There's another disturbing fact about even classical probability. Imagine that the universe is infinite, and with a certain quasi-periodic completeness property: there are infinitely many planets that are exactly like the Earth (at least in macroscopic detail). In this setting, if I flip a coin, it's expected that there are copies of the Earth where the copy of my flips a coin and gets "heads", and there are copies where the result is "tails". If I flip a coin 100,000 times, there will be Earths where all 100,000 were heads, and Earths where 100,000 were tails, and all other combinations in between. What we can probably say is that the density of Earths where between 45,000 and 55,000 were heads will be much higher than the density of Earths where the results will be outside of that range. But there will be Earths outside that range. No matter how unlikely a sequence of events is, as long as it's nonzero, there will be some place where that exact sequence happens. So the identification of probability with relative frequency will work for some Earths, but not others. If you say the life span of intelligent life on Earth is maybe bounded by 20 billion years, there will be Earths where the entire history of intelligent life will show departures of relative frequencies from probabilities.
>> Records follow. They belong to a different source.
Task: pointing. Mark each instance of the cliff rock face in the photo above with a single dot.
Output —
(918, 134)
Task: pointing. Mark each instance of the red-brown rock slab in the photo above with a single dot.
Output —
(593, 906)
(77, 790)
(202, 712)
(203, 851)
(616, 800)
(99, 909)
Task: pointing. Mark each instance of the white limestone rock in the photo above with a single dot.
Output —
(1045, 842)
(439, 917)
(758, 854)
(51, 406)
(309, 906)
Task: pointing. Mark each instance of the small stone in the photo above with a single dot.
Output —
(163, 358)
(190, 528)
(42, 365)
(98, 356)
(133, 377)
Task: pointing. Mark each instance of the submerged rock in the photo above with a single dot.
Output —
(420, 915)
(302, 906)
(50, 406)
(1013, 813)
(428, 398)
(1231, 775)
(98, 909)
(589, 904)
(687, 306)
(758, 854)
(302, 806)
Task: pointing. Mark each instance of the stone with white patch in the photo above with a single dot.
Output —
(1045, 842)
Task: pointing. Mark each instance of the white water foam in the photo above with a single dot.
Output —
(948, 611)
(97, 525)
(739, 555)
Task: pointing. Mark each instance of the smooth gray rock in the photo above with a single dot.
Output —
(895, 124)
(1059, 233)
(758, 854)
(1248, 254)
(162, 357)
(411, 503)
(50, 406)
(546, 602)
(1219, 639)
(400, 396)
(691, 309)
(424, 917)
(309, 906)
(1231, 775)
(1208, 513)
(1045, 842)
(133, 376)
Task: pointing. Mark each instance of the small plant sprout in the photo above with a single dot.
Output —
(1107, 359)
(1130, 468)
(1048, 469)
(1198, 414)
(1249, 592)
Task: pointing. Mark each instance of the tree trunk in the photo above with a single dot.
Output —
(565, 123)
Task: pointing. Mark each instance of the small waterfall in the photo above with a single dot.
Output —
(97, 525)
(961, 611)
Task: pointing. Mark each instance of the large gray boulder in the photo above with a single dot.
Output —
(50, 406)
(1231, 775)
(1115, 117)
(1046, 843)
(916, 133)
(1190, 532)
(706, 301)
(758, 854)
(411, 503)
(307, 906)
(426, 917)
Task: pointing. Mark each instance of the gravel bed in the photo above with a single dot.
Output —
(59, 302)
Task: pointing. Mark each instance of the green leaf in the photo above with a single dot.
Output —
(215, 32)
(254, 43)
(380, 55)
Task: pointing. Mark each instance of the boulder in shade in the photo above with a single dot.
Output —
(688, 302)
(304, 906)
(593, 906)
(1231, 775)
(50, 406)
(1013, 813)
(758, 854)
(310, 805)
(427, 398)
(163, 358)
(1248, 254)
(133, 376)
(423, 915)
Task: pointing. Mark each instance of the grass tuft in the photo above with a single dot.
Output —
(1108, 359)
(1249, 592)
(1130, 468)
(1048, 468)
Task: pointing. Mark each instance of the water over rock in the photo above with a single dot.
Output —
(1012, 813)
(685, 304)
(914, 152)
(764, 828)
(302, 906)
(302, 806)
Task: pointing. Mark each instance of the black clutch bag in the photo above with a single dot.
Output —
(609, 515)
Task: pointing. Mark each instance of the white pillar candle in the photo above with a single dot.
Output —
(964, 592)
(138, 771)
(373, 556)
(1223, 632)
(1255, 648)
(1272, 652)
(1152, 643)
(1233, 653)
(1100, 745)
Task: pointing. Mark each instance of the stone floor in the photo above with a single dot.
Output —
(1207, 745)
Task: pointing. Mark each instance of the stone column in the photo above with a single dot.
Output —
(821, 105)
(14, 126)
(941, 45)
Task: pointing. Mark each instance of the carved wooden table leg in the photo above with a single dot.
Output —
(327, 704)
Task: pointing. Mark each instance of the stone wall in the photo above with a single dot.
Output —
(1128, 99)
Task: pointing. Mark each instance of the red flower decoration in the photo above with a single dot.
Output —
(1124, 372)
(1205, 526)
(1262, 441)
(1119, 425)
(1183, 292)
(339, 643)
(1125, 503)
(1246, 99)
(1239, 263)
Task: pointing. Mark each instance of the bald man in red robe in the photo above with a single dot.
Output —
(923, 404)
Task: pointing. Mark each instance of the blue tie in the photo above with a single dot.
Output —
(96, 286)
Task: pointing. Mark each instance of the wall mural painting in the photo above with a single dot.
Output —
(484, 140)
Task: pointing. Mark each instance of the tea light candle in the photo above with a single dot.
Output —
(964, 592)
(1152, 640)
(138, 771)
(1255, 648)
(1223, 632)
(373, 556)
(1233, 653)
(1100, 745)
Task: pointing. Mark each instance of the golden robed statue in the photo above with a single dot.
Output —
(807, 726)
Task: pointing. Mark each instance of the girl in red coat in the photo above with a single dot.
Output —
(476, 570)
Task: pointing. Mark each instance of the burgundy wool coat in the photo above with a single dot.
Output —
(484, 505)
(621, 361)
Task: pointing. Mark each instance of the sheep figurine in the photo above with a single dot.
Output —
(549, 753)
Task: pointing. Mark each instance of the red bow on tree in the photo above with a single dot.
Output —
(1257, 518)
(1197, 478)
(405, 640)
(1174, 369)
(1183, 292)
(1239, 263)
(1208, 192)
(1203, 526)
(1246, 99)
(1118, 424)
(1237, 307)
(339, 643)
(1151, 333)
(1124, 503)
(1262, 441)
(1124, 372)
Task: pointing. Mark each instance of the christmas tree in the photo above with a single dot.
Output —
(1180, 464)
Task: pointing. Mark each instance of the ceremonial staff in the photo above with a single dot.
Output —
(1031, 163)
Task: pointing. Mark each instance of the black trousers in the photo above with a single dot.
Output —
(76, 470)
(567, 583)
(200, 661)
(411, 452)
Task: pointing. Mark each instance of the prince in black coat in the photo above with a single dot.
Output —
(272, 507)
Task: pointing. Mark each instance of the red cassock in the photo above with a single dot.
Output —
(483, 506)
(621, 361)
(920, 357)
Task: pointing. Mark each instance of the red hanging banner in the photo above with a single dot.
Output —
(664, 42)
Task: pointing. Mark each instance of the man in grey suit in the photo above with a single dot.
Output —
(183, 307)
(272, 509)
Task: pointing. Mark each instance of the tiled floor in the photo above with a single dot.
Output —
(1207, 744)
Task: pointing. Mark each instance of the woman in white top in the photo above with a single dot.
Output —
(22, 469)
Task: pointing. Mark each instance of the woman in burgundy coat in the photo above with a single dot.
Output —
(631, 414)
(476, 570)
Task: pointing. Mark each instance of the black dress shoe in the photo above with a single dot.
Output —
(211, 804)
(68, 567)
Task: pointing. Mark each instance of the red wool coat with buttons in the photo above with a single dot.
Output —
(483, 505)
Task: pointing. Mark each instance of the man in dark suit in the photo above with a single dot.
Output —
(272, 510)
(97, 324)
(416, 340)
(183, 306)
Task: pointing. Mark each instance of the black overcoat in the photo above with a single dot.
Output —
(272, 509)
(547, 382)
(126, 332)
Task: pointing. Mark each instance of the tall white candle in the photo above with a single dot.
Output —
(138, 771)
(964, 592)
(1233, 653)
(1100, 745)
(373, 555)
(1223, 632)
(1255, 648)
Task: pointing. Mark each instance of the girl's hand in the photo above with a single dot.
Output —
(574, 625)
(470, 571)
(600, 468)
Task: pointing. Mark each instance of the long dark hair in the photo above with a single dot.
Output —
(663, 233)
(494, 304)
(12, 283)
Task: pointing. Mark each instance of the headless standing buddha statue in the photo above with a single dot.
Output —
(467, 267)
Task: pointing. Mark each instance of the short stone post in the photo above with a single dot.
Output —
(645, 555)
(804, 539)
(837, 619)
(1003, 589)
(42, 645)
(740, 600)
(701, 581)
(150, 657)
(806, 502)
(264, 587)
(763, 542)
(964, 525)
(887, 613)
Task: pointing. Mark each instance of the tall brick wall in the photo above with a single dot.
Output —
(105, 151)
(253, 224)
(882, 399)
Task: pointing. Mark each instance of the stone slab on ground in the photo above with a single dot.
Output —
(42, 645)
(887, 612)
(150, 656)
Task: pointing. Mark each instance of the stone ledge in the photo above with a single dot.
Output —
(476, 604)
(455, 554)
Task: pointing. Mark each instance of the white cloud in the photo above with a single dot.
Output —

What you could say is that there is a "typical" Earth-like world, where frequencies approach probabilities, and just not worry about atypical worlds. But that amounts to assuming that we are not in an atypical world. What's the reason for assuming that? No matter what evidence we can have for our world being typical, there will be copies of our Earth with the same evidence that are atypical. So at some point, you just have to assume, without evidence, that our world is typical (otherwise, probabilities are useless). But that assumption is really subjective---it's not a firm conclusion based on evidence.
So in my opinion, subjective beliefs always come into play in working with probability, even if it is just the subjective belief that probabilities will be objectively equal to relative frequencies.